2. Prior Construction via Multilayer Snow Hydrology Model

Priors for snowpack properties are generated from MSHM, forced with high-resolution numerical weather prediction (HRRR, 3 km grid), incorporating precipitation, radiation, and wind data. MSHM outputs ensembles of multilayer snowpack profiles $\{\rho_k, z_k, \ell_k, T_k \}_{k=1}^K$, which are then collapsed to two-layer equivalent priors per pixel: $\{D_i, \rho_i, \ell_i, T_i \}_{i=1,2}$, providing mean and variance estimates for each parameter. The use of MSHM-driven prior ensembles regularizes retrievals and constrains solutions within physically plausible bounds dictated by large-scale weather forcing and snow physics.

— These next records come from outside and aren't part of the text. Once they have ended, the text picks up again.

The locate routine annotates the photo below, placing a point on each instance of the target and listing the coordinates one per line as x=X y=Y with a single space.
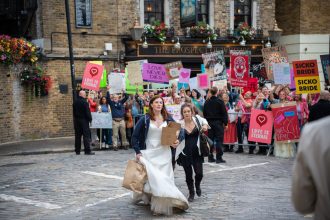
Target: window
x=153 y=11
x=202 y=11
x=242 y=12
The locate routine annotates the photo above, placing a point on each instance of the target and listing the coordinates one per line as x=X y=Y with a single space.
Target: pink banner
x=184 y=75
x=203 y=81
x=92 y=76
x=261 y=126
x=154 y=73
x=286 y=122
x=239 y=67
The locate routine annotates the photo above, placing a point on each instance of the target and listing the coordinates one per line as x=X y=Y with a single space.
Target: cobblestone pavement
x=67 y=186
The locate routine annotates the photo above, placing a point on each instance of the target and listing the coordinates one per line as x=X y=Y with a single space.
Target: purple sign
x=292 y=84
x=154 y=73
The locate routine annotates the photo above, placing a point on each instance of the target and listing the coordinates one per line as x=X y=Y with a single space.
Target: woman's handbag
x=203 y=141
x=135 y=176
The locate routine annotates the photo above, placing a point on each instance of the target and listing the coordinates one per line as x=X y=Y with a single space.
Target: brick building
x=97 y=23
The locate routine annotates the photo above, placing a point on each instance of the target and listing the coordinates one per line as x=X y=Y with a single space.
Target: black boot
x=211 y=158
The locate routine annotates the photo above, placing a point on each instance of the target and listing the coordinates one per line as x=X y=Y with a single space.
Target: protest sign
x=274 y=55
x=281 y=73
x=173 y=69
x=174 y=111
x=130 y=89
x=134 y=69
x=215 y=65
x=325 y=61
x=261 y=126
x=92 y=76
x=306 y=76
x=286 y=122
x=101 y=120
x=184 y=75
x=116 y=82
x=154 y=73
x=239 y=66
x=220 y=84
x=203 y=81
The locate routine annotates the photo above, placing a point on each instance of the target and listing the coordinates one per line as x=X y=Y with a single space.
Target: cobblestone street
x=66 y=186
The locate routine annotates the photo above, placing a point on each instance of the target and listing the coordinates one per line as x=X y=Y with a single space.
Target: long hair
x=163 y=111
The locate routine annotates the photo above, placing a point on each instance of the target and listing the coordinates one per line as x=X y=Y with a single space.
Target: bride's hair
x=163 y=111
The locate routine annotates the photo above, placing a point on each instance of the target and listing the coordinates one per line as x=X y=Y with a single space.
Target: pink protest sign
x=154 y=73
x=184 y=75
x=261 y=126
x=92 y=76
x=203 y=81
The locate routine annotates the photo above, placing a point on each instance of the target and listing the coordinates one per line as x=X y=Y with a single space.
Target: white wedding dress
x=160 y=190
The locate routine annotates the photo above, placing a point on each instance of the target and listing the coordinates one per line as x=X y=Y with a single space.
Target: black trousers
x=81 y=128
x=216 y=134
x=188 y=170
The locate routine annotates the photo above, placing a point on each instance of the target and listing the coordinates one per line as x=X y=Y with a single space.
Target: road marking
x=237 y=168
x=18 y=183
x=103 y=175
x=45 y=205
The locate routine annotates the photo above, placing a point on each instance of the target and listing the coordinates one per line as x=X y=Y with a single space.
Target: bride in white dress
x=160 y=190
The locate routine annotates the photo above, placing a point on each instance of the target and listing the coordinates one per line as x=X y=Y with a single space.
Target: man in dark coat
x=321 y=109
x=216 y=115
x=82 y=118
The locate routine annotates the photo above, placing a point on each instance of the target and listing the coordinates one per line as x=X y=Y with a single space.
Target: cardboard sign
x=261 y=126
x=184 y=75
x=239 y=66
x=117 y=82
x=203 y=81
x=174 y=111
x=274 y=55
x=134 y=69
x=169 y=133
x=286 y=122
x=220 y=84
x=155 y=73
x=215 y=65
x=306 y=76
x=305 y=68
x=101 y=120
x=281 y=73
x=325 y=61
x=92 y=76
x=310 y=85
x=173 y=69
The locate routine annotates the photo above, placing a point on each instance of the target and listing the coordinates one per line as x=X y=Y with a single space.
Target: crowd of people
x=223 y=114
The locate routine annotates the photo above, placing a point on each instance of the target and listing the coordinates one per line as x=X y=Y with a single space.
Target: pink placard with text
x=261 y=126
x=92 y=76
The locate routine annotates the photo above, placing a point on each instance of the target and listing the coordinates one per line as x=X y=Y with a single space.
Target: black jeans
x=188 y=170
x=216 y=134
x=81 y=127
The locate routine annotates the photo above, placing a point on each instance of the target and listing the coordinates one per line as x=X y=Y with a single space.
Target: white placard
x=101 y=120
x=117 y=82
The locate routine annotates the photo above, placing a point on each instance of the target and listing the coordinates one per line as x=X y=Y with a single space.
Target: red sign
x=239 y=66
x=261 y=126
x=286 y=122
x=305 y=68
x=92 y=76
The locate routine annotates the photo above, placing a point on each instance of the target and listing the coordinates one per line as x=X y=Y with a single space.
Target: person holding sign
x=159 y=190
x=118 y=122
x=191 y=157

3. Forward Microwave Model and Likelihood Formulation

Total observed backscatter at each pixel is partitioned into microwave contributions from (a) vegetation canopy, (b) snow volume, and (c) ground-snow interface according to

$$\sigma^0(f,\theta) = \sigma^0_{\rm veg}(f,\theta) + T^2_{\rm veg}(f,\theta) [\,\sigma^0_{\rm vol}(f,\theta) + T^2_{\rm vol}(f,\theta)\, \sigma^0_{\rm bkg}(f,\theta)\,]$$

where:

• $\sigma^0_{\rm veg}(f,\theta) = A(f) M_v \cos\theta$
• $$T_{\rm veg}(f,\theta) = \exp[-2 B(f) M_v \sec\theta]$$
• $\sigma^0_{\rm vol}$: snow volume backscatter (from MEMLS, Proksch et al. 2015)
• $T_{\rm vol} = \exp[-2\,\kappa_{\rm snow} D]$
• $\sigma^0_{\rm bkg}$: interface backscatter (IEM, function of $\omega_\text{soil}$, $\theta_\text{soil}$)

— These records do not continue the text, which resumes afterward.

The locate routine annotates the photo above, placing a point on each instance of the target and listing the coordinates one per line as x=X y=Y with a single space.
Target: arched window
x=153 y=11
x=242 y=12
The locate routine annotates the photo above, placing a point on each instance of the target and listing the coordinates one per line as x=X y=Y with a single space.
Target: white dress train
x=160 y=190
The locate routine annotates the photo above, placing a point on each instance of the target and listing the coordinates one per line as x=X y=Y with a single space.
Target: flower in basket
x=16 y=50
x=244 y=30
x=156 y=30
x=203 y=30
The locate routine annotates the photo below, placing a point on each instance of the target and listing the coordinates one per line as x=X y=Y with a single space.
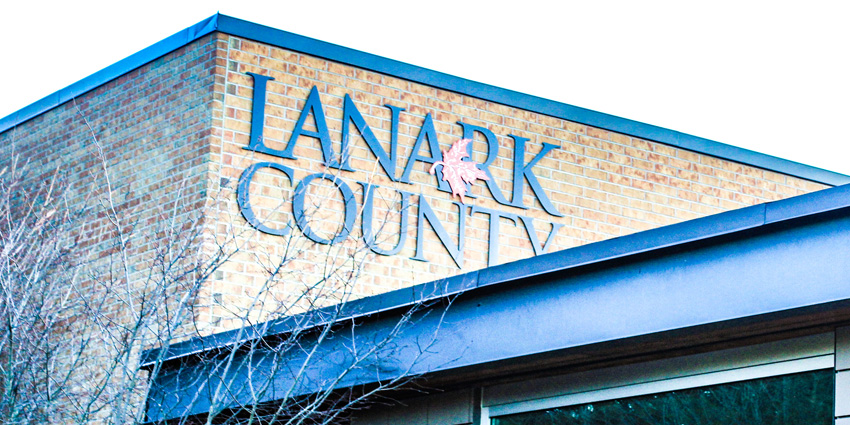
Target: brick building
x=602 y=261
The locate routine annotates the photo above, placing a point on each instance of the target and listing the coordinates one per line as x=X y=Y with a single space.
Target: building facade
x=594 y=264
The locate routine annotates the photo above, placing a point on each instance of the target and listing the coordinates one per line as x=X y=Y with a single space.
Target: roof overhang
x=286 y=40
x=777 y=266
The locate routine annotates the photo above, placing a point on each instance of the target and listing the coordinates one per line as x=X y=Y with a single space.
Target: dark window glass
x=798 y=399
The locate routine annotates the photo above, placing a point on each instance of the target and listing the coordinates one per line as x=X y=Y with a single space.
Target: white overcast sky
x=769 y=76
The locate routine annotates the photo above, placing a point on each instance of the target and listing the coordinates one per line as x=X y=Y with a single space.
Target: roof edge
x=429 y=77
x=111 y=72
x=701 y=229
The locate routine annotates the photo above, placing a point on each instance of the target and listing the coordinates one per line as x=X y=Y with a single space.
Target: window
x=788 y=382
x=797 y=399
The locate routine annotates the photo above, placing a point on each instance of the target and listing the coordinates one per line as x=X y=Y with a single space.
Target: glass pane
x=798 y=399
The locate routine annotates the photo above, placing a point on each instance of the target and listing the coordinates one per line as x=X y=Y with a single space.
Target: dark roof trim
x=380 y=64
x=110 y=73
x=808 y=206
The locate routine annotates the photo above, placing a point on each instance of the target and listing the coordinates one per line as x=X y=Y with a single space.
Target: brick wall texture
x=175 y=130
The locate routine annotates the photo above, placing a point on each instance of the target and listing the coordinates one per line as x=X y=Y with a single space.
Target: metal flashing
x=791 y=212
x=782 y=260
x=283 y=39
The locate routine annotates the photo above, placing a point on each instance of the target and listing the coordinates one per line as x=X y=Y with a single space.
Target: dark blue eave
x=782 y=259
x=417 y=74
x=657 y=242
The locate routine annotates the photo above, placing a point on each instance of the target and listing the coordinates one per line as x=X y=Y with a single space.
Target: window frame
x=803 y=354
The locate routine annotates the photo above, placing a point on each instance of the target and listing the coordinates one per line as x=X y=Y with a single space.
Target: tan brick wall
x=154 y=127
x=176 y=128
x=604 y=183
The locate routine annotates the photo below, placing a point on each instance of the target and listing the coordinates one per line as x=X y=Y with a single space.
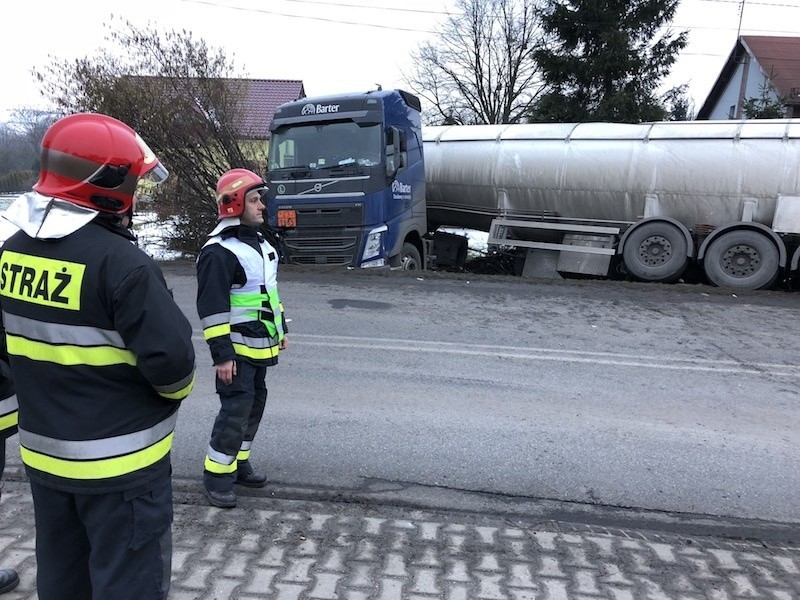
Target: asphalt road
x=452 y=390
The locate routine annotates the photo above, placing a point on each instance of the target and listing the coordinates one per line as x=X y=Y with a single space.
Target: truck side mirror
x=393 y=157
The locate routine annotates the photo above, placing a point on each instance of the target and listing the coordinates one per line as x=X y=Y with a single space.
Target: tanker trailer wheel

The likelihood is computed as

$$p(\mathbf{y}|\mathbf{x}) \propto \exp\left\{ -\frac{1}{2} \left\| \sigma^0_{\rm obs} - \sigma^0(\mathbf{x}) \right\|^2_{\mathbf{R}^{-1}} \right\}$$

where $\mathbf{R}$ encodes total SAR noise and model residual covariance (Singh et al., 23 Nov 2025).

4. Canopy and Soil Parameterization

Canopy closure $C_c$ is derived from MODIS Leaf Area Index (LAI) and GLAD tree height datasets via

$C_c = 0.29\, \log(\mathrm{LAI}) + 0.55$

with LAI resampled to 30 m using forest fraction and tree height. For frozen ground, $A, B, M_v$ initialization proceeds by holding snow parameters fixed ($D_{\rm snow} \sim 1$ mm, negligibly small), inverting Ku-HH backscatter to estimate canopy parameters, and bounding their values using physical constraints (e.g., $T_{\rm veg} \ge 1 - C_c$, $\sigma^0_{\rm veg} \le \sigma^0_{\rm obs}$). Soil roughness and dielectric parameters are retrieved from open areas (X-HH with minimal snow cover), with priors interpolated into forested pixels by ordinary kriging (95% confidence) (Singh et al., 23 Nov 2025).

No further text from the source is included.